In response to the deluge of ERISA class action breach of fiduciary duty claims, plan sponsors and fiduciaries have increasingly sought to compel individual arbitration of such claims pursuant to arbitration clauses in employment agreements or plan documents. As discussed in an earlier blog post, the Ninth Circuit previously enforced such an arbitration provision when contained in the Plan document.
The Second Circuit recently concluded, however, that because a plaintiff’s ERISA fiduciary-breach claims against a third-party investment manager did not “relate to” his employment, they were not subject to a general employment arbitration agreement. Cooper v. Ruane Cunniff & Goldfarb Inc., No. 17-2805, 2021 WL 821390 (2d Cir. Mar. 4, 2021).
The plaintiff, a participant in his employer’s 401(k) profit-sharing plan, alleged that the plan’s third-party investment advisor mismanaged plan assets by over-investing in a failing stock. The plaintiff brought class claims on behalf of the plan under Section 502(a)(2) of ERISA, arguing that the plan fiduciary’s investment decisions breached its fiduciary duties of prudence and loyalty. The third-party investment advisor sought to compel arbitration by invoking the employer’s arbitration agreement, which mandated individual arbitration of “all legal claims arising out of or relating to employment” except for claims specifically excluded therein. At issue was whether the plaintiff’s fiduciary-breach claims “related to” his employment, and if so, whether the third-party investment advisor could compel arbitration thereof despite not being a signatory to the agreement.
The district court answered both questions in the affirmative and granted the third-party investment advisor’s motion to compel arbitration. The court first concluded that the plaintiff’s claims fell within the arbitration agreement, in part because the plan assets that the third-party investment advisor allegedly mismanaged were part of the compensation that the plaintiff received in consideration for his employment. The court then held that the third-party investment advisor, though not a party to the agreement, could enforce the employer’s arbitration rights given its relationship with the employer and the degree to which plaintiff’s ERISA claims were intertwined with the subject matter of the agreement.

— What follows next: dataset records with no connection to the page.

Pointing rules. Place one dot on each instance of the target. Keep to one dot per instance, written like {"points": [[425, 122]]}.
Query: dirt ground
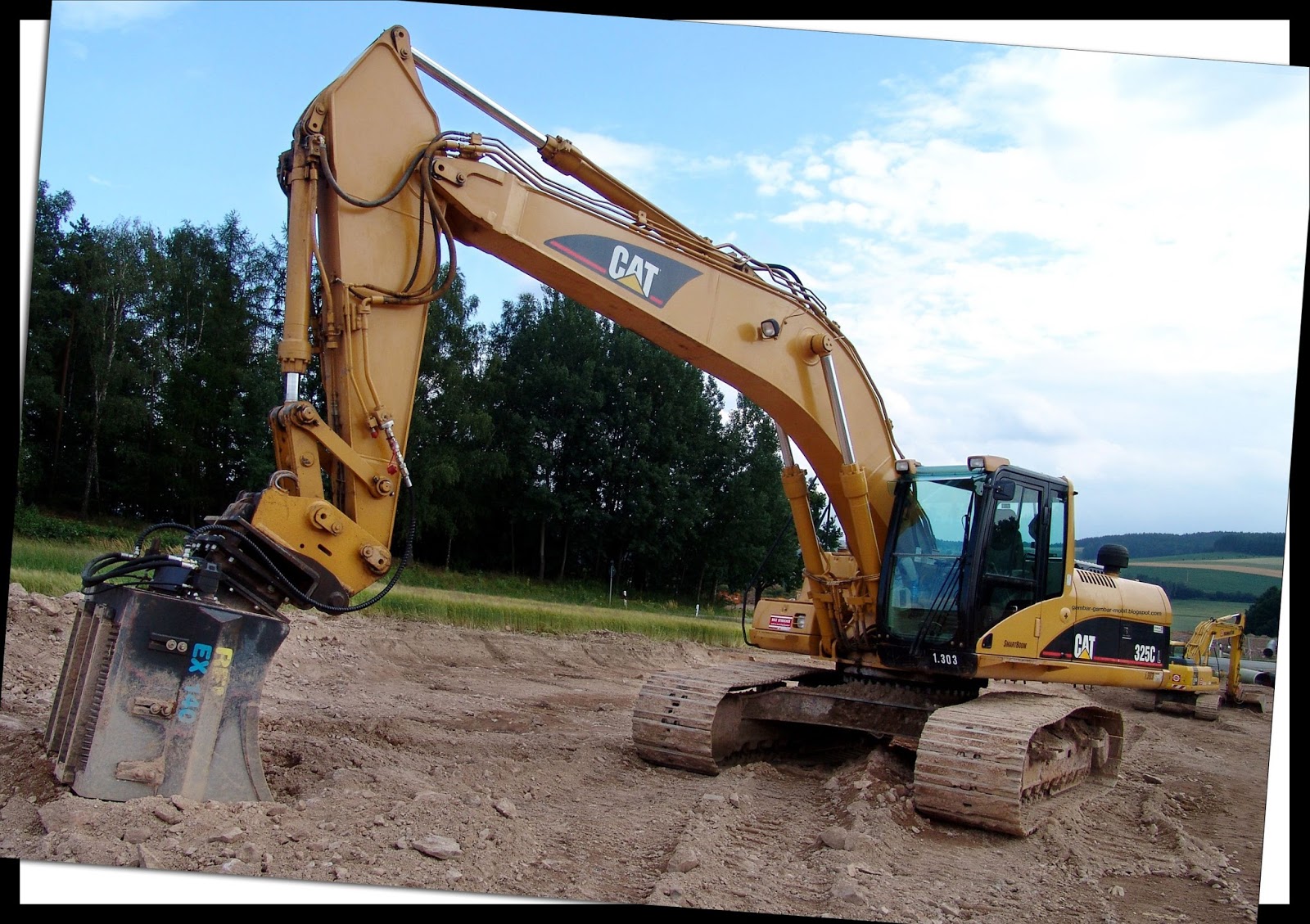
{"points": [[476, 764]]}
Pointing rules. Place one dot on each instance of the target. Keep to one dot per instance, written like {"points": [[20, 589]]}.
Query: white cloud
{"points": [[108, 15]]}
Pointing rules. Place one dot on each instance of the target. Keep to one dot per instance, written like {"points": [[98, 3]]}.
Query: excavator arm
{"points": [[375, 192], [163, 675]]}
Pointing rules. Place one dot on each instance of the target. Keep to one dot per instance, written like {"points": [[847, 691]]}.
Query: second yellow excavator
{"points": [[955, 578]]}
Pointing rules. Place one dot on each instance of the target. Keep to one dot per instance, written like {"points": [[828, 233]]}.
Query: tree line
{"points": [[1165, 545], [550, 443]]}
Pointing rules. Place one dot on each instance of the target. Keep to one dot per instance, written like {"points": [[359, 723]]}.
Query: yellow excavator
{"points": [[1205, 672], [956, 620]]}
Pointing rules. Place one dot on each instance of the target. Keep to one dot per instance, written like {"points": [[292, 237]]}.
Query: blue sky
{"points": [[1086, 261], [1091, 264]]}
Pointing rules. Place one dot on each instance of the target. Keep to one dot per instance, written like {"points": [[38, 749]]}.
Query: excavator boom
{"points": [[953, 576]]}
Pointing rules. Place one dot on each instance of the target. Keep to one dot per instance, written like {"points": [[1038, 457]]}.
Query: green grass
{"points": [[1207, 580], [526, 605], [548, 616], [427, 594]]}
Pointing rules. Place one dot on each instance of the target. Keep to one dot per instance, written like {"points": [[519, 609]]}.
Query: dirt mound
{"points": [[471, 764]]}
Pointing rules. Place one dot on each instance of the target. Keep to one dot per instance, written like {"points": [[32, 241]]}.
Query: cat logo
{"points": [[632, 270], [639, 270]]}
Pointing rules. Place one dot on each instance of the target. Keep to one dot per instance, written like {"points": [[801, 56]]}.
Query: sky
{"points": [[1089, 264], [1081, 249]]}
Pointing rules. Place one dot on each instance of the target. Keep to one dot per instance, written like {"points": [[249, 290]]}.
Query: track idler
{"points": [[160, 696]]}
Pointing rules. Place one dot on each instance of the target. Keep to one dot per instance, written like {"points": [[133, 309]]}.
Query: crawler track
{"points": [[1000, 760], [693, 719]]}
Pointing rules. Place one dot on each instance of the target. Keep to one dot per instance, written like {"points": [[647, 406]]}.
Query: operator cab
{"points": [[969, 546]]}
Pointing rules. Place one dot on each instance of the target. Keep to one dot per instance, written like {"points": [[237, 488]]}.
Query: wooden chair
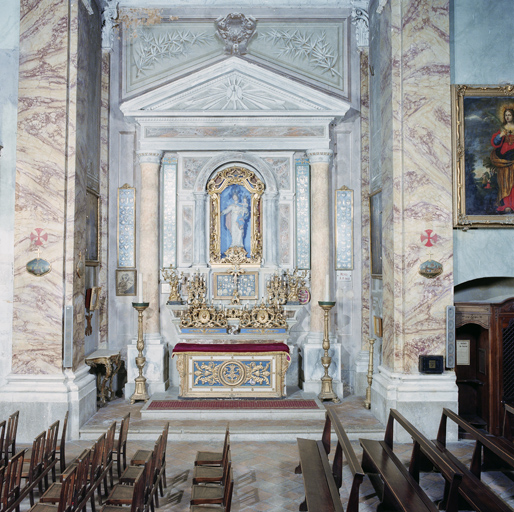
{"points": [[10, 436], [66, 499], [212, 474], [138, 499], [2, 443], [108, 456], [12, 481], [53, 493], [120, 449], [212, 458], [33, 468], [224, 507], [61, 448], [215, 494]]}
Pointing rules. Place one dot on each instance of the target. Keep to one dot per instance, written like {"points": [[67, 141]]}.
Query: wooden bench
{"points": [[321, 481], [399, 487], [479, 496]]}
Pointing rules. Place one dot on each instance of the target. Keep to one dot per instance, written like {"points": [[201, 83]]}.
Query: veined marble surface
{"points": [[45, 163], [417, 186]]}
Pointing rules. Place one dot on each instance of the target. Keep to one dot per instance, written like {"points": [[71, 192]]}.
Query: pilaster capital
{"points": [[317, 156], [149, 157]]}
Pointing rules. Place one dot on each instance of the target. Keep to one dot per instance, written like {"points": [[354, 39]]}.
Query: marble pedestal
{"points": [[312, 369], [43, 399], [419, 397], [156, 369]]}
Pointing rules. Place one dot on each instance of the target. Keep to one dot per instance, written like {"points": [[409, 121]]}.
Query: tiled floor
{"points": [[264, 470]]}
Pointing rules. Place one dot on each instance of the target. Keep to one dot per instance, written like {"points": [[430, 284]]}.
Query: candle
{"points": [[140, 288]]}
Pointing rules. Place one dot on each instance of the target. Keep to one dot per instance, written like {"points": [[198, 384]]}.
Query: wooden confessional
{"points": [[485, 360]]}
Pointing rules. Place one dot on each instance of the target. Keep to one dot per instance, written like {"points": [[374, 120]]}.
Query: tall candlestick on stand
{"points": [[327, 393], [140, 392]]}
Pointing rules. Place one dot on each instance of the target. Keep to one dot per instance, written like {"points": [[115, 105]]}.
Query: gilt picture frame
{"points": [[483, 156], [235, 217], [375, 227], [92, 228]]}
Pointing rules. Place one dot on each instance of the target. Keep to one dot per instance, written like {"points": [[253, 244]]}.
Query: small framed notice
{"points": [[463, 352]]}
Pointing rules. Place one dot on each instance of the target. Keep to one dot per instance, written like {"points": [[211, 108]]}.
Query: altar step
{"points": [[266, 426]]}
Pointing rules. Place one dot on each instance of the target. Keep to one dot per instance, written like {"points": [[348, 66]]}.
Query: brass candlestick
{"points": [[140, 390], [367, 401], [327, 393]]}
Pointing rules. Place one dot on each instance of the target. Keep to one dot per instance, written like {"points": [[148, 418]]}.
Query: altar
{"points": [[236, 370]]}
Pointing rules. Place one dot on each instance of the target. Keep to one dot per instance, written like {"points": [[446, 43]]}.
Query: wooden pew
{"points": [[400, 489], [321, 481], [493, 447]]}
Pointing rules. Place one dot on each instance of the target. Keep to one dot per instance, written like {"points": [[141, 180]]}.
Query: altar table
{"points": [[232, 370]]}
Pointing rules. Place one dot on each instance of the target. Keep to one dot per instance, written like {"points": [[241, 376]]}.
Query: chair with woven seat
{"points": [[212, 474], [66, 500], [224, 507], [138, 498], [61, 448], [212, 458], [213, 494], [10, 437], [12, 481], [2, 442], [32, 468], [53, 493], [120, 448]]}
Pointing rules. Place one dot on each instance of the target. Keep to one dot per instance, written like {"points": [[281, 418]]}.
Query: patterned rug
{"points": [[231, 404]]}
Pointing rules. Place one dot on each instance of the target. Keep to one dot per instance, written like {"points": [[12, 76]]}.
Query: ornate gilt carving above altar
{"points": [[235, 217]]}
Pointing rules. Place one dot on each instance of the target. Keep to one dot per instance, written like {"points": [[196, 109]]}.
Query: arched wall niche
{"points": [[270, 200]]}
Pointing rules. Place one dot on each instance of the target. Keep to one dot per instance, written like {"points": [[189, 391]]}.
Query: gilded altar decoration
{"points": [[277, 290], [203, 317], [172, 276], [295, 285], [263, 316], [235, 217], [196, 289]]}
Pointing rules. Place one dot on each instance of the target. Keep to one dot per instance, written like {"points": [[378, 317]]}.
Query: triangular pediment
{"points": [[234, 87]]}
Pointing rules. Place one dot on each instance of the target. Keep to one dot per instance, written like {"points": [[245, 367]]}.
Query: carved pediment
{"points": [[231, 87]]}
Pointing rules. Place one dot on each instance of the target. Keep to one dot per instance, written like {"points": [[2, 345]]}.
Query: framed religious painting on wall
{"points": [[375, 227], [483, 156], [235, 217], [92, 228]]}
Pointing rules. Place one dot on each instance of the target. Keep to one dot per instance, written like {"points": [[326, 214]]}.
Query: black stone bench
{"points": [[322, 482], [398, 486]]}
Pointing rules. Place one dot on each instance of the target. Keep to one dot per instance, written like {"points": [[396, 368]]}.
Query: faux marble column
{"points": [[412, 82], [320, 233], [148, 267], [200, 248]]}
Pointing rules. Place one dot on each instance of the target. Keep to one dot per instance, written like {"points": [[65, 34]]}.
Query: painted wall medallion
{"points": [[235, 217], [38, 267]]}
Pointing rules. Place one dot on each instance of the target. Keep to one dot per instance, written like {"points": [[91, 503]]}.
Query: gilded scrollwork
{"points": [[235, 216]]}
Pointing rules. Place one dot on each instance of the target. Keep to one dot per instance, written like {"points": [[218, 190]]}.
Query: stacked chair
{"points": [[213, 481], [140, 482]]}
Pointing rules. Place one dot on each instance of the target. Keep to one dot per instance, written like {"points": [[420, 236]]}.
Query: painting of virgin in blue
{"points": [[235, 223]]}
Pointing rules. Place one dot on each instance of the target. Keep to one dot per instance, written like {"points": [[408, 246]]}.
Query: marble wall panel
{"points": [[45, 161], [104, 198], [187, 228], [282, 171], [285, 234], [417, 185], [191, 167], [365, 245]]}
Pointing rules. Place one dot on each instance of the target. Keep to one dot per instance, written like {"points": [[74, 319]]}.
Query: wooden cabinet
{"points": [[485, 351]]}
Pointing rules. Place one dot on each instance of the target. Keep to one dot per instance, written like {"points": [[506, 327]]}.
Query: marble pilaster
{"points": [[414, 151], [148, 267], [320, 233]]}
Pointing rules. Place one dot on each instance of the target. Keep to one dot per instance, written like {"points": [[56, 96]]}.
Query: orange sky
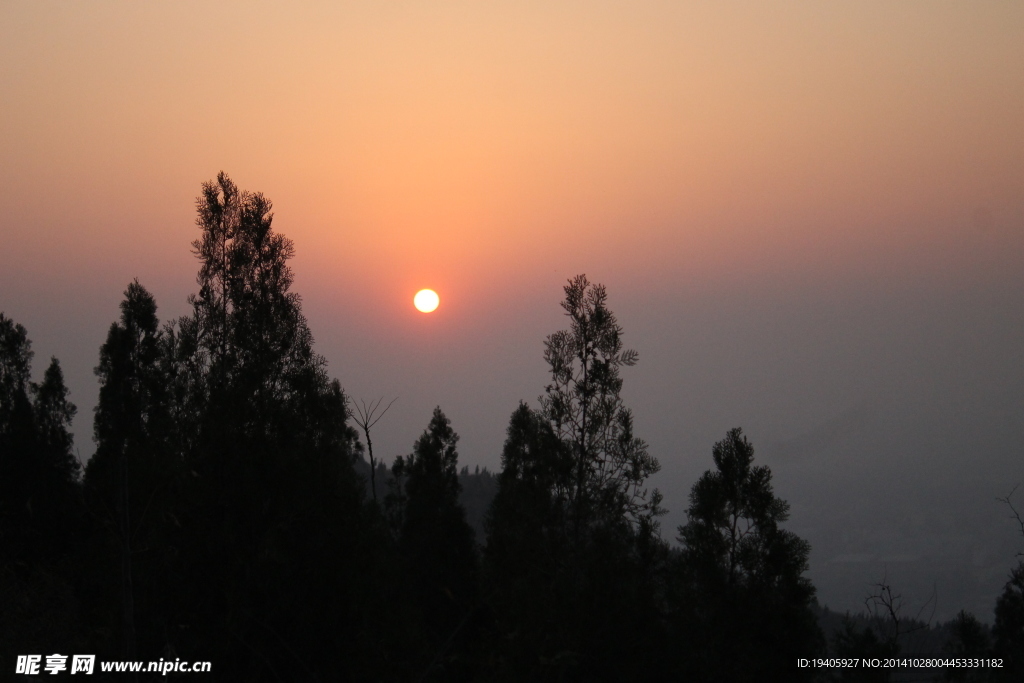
{"points": [[714, 160]]}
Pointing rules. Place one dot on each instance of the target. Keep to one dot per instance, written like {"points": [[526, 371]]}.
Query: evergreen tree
{"points": [[745, 605], [281, 556], [586, 411], [437, 546], [573, 558], [40, 501], [130, 480], [41, 517], [1008, 632]]}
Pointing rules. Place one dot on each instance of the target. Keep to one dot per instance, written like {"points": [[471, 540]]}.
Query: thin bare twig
{"points": [[366, 417]]}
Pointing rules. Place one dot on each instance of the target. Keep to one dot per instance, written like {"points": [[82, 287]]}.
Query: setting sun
{"points": [[426, 300]]}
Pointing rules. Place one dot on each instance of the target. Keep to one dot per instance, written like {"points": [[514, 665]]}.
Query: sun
{"points": [[426, 300]]}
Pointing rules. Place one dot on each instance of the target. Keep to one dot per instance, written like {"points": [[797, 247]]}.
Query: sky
{"points": [[809, 217]]}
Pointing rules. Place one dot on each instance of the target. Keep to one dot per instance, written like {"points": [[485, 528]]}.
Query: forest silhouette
{"points": [[228, 515]]}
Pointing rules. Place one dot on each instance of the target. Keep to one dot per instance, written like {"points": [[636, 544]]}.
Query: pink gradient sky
{"points": [[798, 207]]}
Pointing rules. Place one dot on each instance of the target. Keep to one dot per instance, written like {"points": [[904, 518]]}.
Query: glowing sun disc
{"points": [[426, 300]]}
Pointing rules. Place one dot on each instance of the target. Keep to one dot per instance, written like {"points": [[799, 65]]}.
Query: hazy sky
{"points": [[809, 216]]}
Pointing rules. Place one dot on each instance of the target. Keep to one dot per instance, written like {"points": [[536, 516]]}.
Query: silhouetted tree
{"points": [[437, 545], [281, 556], [573, 562], [747, 605], [366, 417], [970, 639], [41, 516], [1008, 632], [587, 413], [128, 480], [40, 505]]}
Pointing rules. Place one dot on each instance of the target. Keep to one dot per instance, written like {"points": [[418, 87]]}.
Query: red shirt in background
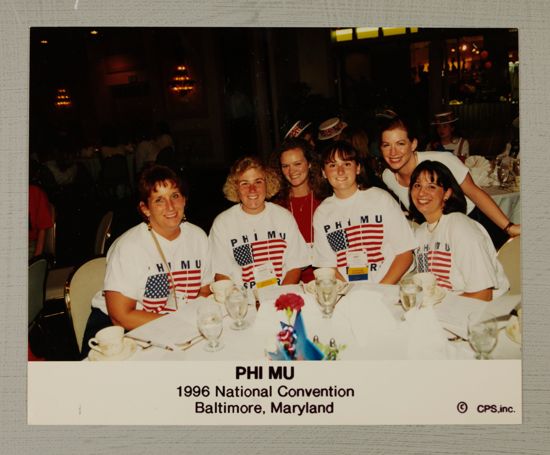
{"points": [[40, 216]]}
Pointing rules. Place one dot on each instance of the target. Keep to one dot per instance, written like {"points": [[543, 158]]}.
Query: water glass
{"points": [[326, 291], [236, 304], [482, 333], [210, 324], [409, 293]]}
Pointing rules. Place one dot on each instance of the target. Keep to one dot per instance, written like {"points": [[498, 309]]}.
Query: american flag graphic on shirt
{"points": [[256, 253], [367, 237], [158, 288], [437, 262]]}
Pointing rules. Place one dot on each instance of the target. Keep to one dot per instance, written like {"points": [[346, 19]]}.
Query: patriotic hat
{"points": [[298, 128], [330, 128], [444, 117]]}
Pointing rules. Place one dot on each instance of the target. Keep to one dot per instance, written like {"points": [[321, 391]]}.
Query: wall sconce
{"points": [[62, 98], [181, 83]]}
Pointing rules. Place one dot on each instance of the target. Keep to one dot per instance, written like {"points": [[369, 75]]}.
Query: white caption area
{"points": [[280, 393]]}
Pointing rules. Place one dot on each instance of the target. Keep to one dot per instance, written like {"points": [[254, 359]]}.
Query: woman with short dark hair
{"points": [[359, 231], [154, 266], [455, 248]]}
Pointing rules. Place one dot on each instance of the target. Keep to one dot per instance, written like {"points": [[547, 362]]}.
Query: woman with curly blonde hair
{"points": [[301, 187], [256, 243]]}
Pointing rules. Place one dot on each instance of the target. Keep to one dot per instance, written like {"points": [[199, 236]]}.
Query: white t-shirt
{"points": [[458, 144], [360, 235], [135, 267], [461, 255], [241, 243], [457, 168]]}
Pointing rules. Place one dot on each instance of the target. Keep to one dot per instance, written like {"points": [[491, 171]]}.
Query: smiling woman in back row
{"points": [[359, 231]]}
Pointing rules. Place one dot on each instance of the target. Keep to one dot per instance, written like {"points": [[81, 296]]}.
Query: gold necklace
{"points": [[168, 270]]}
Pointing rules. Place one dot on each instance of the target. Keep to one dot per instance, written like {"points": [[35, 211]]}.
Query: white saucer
{"points": [[310, 287], [438, 296], [128, 349], [512, 330]]}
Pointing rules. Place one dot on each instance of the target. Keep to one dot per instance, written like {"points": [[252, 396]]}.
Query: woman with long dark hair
{"points": [[455, 248]]}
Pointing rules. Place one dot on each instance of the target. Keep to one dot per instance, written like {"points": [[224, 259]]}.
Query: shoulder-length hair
{"points": [[315, 180], [242, 165], [346, 152], [439, 174]]}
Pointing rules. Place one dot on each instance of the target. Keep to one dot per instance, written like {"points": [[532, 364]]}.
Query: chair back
{"points": [[509, 256], [80, 288], [103, 233], [38, 269]]}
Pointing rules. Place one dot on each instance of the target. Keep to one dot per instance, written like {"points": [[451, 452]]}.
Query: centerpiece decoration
{"points": [[292, 341]]}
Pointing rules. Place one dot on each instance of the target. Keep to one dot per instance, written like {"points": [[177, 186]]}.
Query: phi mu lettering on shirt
{"points": [[249, 252], [368, 235], [437, 260], [159, 286]]}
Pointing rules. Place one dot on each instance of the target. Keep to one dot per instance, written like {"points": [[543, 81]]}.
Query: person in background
{"points": [[256, 243], [301, 187], [146, 151], [331, 129], [452, 246], [372, 166], [448, 140], [398, 146], [40, 219], [359, 231], [155, 266]]}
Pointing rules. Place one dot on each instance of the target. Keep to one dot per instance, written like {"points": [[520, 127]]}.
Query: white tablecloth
{"points": [[368, 321]]}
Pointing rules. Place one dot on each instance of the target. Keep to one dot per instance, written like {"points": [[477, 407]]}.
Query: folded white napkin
{"points": [[368, 315], [480, 168], [426, 338]]}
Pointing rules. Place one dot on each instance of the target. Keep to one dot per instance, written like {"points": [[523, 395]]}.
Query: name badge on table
{"points": [[310, 252], [264, 275], [358, 265]]}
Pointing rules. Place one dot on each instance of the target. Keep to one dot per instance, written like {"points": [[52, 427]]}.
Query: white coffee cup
{"points": [[427, 282], [325, 273], [219, 289], [108, 341]]}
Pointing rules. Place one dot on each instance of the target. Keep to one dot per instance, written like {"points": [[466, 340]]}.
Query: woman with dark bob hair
{"points": [[398, 147], [452, 246], [300, 189], [360, 231], [154, 266], [256, 243]]}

The Second Circuit reversed, holding, as a threshold matter, that the plaintiff’s fiduciary-breach claims were not subject to the arbitration agreement because they did not “relate to” the plaintiff’s employment. The Court held that a claim only “relates to” employment if its merits involve facts particular to the plaintiff’s own employment, including his performance, amount of compensation, or workplace conditions. In so ruling, the Second Circuit held that while the plaintiff’s stake in the plan comprised part of his compensation, and claims regarding his compensation might “relate to” his employment, the substance of his ERISA claims were disconnected from his individual employment experience. Instead, the claims hinged entirely on the third-party investment advisor’s investment decisions and could have been brought by non-employees, including other plan beneficiaries, plan fiduciaries, or the Secretary of Labor. Having found the plaintiff’s claims not subject to the arbitration agreement in the first place, the Court did not reach the question of whether the third-party investment advisor could enforce it as a non-signatory.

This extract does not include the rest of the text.